Formal Geometry for Noncommutative Manifolds

TL;DR

This paper extends formal algebraic geometry to noncommutative manifolds, introducing noncommutative coordinate systems, and explores their existence, uniqueness, and relation to classical geometry and D-modules.

Contribution

It develops the theory of noncommutative coordinate systems and shows they are reductions of classical coordinate bundles, linking noncommutative geometry with D-modules.

Findings

Noncommutative coordinate systems always arise as reductions of classical bundles.

Every noncommutative manifold has an underlying smooth variety via abelianization.
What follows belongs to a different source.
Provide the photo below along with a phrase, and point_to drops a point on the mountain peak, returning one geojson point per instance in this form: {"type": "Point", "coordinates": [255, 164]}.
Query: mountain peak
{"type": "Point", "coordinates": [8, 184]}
New connections between noncommutative structures and classical D-modules are established.

Abstract

This paper develops the tools of formal algebraic geometry in the setting of noncommutative manifolds, roughly ringed spaces locally modeled on the free associative algebra. We define a notion of noncommutative coordinate system, which is a principal bundle for an appropriate group of local coordinate changes. These bundles are shown to carry a natural flat connection with properties analogous to the classical Gelfand-Kazhdan structure. Every noncommutative manifold has an underlying smooth variety given by abelianization. A basic question is existence and uniqueness of noncommutative thickenings of a smooth variety, i.e., finding noncommutative manifolds abelianizing to a given smooth variety. We obtain new results in this direction by showing that noncommutative coordinate systems always arise as reductions of structure group of the commutative bundle of coordinate systems on the underlying smooth variety; this also explains a relationship between $\mathcal{D}$-modules on the commutative variety and sheaves of modules for the noncommutative structure sheaf.